A few weeks ago, a group of 13 prominent environmental law professors and attorneys released a 91-page report outlining this new approach, which would allow EPA to use existing laws to quickly and efficiently regulate all pollution sources, in all states — not just power plants and cars. The experts concluded, “It could provide one of the most effective and efficient means to address climate change pollution in the United States.”
Here’s how it works: A rarely used provision of the Clean Air Act — Section 115 — gives EPA the authority to mandate that every U.S. state cut its emissions by whatever amount the agency determines is necessary to protect public health and welfare if two things happen.
First, EPA must receive a report or studies from an “international agency” showing that U.S. air pollution is anticipated to endanger public health or welfare in a foreign country. The many reports put out by the United Nations’ Intergovernmental Panel on Climate Change over the past few decades meet this requirement.
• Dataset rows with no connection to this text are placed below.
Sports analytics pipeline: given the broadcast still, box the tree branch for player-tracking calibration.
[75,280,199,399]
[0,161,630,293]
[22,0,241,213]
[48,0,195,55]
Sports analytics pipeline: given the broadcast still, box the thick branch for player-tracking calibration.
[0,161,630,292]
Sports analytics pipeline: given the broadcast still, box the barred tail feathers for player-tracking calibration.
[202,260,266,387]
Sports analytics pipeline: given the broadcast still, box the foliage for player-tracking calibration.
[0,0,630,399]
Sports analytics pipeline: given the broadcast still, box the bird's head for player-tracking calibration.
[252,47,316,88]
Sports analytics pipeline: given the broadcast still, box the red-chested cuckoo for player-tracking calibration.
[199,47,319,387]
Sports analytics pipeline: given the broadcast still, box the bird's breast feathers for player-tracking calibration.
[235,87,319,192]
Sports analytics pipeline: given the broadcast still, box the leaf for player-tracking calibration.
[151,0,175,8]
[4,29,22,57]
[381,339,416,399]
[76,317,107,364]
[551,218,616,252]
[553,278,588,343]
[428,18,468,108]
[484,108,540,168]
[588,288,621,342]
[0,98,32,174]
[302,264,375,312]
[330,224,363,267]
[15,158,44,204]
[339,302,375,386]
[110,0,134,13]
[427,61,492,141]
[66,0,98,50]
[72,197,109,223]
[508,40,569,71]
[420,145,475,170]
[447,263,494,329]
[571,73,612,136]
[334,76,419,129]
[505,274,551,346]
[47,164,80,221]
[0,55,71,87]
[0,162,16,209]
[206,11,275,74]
The U.S. is one of the top greenhouse gas emitters in the world, and its pollution undoubtedly endangers public health and welfare in many other countries.
Second, EPA must determine that the foreign country harmed by U.S. pollution has given the U.S. “essentially the same rights with respect to the prevention … of air pollution occurring in that country.” In other words, there needs to be reciprocity. That’s where the newly signed Paris agreement becomes important. The Paris agreement satisfies this reciprocity requirement because there are now nearly 190 countries planning to reduce their emissions, at least in part, to protect one another’s health and welfare.